Dennoch sollen auch Labors der oben angesprochenen entsprechend größeren Zentren, wie es ja weltweit durchaus bereits zu beobachten ist, das Ausmaß der unterschiedlichen Untersuchungen im Sinne einer Spezialisierung auf eine überschaubare Anzahl begrenzen.

Dies insbesondere deshalb, um eine optimale Qualität der Ergebnisse sicherzustellen, wofür nicht zuletzt eine jeweilige größere, bearbeitete Fallzahl pro Jahr eine Voraussetzung darstellt. In diesem Zusammenhang soll weiters eine verpflichtende Teilnahme an Ringversuchen, sofern geeignete angeboten werden, stattfinden.
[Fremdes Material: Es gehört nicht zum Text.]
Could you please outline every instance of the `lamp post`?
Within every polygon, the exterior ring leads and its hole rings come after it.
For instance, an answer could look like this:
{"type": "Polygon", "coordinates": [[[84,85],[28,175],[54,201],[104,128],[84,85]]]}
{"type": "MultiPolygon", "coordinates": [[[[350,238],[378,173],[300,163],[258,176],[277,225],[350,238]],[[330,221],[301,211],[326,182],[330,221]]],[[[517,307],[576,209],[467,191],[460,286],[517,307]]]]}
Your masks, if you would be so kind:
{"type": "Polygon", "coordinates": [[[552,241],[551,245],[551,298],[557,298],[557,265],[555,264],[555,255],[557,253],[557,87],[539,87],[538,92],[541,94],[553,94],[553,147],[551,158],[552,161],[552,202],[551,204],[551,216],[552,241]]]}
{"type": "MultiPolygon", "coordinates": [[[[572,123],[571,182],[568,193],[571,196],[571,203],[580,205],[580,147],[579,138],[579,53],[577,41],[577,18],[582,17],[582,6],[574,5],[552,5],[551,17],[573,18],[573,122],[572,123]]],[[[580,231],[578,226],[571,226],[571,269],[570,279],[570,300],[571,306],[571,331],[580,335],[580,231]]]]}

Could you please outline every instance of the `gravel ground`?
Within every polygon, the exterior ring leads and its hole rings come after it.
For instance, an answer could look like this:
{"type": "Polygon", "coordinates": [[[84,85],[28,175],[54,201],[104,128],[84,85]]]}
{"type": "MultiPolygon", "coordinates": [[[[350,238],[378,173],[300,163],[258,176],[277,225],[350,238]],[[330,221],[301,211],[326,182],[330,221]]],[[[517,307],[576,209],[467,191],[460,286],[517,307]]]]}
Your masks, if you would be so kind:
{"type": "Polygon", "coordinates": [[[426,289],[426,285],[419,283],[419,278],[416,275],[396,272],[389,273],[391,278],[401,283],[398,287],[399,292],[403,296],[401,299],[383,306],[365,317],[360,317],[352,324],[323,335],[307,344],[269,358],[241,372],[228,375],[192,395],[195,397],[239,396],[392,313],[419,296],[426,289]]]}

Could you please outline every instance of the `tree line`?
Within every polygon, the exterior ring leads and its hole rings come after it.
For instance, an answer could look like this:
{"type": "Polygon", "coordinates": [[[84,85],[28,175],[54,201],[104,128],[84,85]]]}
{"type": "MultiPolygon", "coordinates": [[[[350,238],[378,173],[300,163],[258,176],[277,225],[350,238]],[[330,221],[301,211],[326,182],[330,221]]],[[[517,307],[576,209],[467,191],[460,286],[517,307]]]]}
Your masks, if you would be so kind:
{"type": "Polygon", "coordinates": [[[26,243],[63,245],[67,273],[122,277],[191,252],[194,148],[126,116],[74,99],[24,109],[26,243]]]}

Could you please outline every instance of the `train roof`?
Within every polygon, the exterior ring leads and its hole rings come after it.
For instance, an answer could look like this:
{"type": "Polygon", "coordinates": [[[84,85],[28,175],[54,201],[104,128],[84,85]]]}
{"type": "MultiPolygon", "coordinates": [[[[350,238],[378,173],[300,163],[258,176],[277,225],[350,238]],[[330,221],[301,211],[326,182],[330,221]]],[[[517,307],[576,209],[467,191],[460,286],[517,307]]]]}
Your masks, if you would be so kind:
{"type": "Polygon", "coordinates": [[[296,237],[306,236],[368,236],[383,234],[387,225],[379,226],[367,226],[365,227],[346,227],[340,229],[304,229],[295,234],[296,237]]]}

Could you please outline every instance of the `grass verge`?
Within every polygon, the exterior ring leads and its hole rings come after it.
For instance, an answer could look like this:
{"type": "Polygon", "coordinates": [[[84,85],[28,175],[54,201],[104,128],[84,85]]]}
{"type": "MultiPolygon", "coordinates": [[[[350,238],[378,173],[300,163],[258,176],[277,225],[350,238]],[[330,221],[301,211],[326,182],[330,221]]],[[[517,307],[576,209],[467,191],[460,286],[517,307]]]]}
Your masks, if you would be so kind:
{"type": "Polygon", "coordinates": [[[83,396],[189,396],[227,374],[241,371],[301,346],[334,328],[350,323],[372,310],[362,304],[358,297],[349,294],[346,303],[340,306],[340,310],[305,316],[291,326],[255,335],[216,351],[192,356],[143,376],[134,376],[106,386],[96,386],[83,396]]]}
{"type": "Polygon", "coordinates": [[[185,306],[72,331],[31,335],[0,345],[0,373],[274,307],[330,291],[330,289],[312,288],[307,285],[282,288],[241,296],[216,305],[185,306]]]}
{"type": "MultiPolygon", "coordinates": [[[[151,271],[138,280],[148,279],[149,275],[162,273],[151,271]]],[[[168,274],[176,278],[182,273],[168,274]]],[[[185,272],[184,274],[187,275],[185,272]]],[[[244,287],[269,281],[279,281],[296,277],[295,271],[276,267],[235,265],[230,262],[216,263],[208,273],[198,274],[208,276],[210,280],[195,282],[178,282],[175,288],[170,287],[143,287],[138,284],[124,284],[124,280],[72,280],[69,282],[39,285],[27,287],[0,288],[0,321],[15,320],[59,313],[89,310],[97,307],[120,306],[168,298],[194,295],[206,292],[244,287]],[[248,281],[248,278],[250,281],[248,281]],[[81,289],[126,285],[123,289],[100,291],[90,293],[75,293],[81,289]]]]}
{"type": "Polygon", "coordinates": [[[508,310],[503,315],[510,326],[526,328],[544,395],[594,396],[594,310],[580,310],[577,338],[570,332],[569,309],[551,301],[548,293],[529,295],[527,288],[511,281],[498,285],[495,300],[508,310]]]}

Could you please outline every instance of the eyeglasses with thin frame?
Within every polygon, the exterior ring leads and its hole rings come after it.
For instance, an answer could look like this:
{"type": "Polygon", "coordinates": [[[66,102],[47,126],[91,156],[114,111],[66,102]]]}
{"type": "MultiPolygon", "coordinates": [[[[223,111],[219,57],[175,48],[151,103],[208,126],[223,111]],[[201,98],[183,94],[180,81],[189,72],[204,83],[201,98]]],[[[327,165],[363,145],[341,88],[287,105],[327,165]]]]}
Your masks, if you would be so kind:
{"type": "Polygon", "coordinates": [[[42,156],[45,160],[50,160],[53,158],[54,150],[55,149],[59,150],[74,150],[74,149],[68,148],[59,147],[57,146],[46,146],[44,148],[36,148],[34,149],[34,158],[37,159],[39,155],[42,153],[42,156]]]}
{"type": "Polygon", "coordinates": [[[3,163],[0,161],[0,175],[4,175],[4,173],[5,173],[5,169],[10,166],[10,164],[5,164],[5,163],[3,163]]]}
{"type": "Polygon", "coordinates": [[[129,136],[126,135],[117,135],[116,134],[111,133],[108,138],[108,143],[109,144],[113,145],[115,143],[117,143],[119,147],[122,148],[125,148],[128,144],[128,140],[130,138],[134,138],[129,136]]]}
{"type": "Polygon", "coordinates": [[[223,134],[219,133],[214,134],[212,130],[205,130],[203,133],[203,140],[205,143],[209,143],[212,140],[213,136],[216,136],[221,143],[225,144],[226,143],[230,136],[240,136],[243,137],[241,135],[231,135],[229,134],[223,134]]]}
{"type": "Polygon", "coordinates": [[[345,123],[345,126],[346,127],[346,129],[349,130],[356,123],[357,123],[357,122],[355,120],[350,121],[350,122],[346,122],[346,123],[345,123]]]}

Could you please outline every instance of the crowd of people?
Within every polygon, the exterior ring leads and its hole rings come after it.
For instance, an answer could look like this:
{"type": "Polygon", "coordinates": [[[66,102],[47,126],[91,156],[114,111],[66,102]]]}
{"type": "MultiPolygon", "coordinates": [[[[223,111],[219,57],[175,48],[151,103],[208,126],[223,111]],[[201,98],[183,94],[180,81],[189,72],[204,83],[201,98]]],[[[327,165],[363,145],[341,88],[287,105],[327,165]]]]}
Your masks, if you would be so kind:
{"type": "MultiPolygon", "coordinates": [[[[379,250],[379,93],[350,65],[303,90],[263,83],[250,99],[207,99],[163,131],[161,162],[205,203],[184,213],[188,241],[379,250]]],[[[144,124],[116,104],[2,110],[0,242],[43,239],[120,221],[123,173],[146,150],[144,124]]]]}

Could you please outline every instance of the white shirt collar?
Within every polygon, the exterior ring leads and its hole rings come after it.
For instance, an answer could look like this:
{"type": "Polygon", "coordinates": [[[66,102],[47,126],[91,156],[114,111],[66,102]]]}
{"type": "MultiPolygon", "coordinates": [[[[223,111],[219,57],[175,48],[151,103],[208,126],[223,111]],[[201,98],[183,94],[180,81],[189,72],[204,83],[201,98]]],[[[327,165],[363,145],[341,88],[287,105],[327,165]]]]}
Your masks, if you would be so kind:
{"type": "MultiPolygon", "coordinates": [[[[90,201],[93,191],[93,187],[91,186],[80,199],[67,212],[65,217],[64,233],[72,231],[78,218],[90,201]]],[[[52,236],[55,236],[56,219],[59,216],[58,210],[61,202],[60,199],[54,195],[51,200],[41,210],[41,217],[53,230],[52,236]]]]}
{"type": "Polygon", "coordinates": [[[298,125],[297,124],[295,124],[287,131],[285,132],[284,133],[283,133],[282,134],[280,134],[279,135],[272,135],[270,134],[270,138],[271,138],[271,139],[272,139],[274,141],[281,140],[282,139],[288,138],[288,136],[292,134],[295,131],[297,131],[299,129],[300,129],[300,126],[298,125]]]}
3.) Ethische Herausforderungen
Um den ethische Herausforderung bei der Gendiagnostik beim Menschen zu entsprechen, sind geeignete Vorgaben sowie unter Umständen auch Kontrollen sowohl durch staatliche Organisationen als auch durch internationale humangenetische Fachgesellschaften und Fachverbande zur Schaffung von allgemein gültigen Standards für die Durchführung und Ablehnung derartiger diagnostischer Verfahren in bestimmten Fragestellungen anzustreben bzw. auszubauen und auch eine Abstimmung mit weiteren Einrichtungen, welche den Ratsuchenden gegebenenfalls zusätzliche Unterstützung und Hilfe anbieten können, anzustreben.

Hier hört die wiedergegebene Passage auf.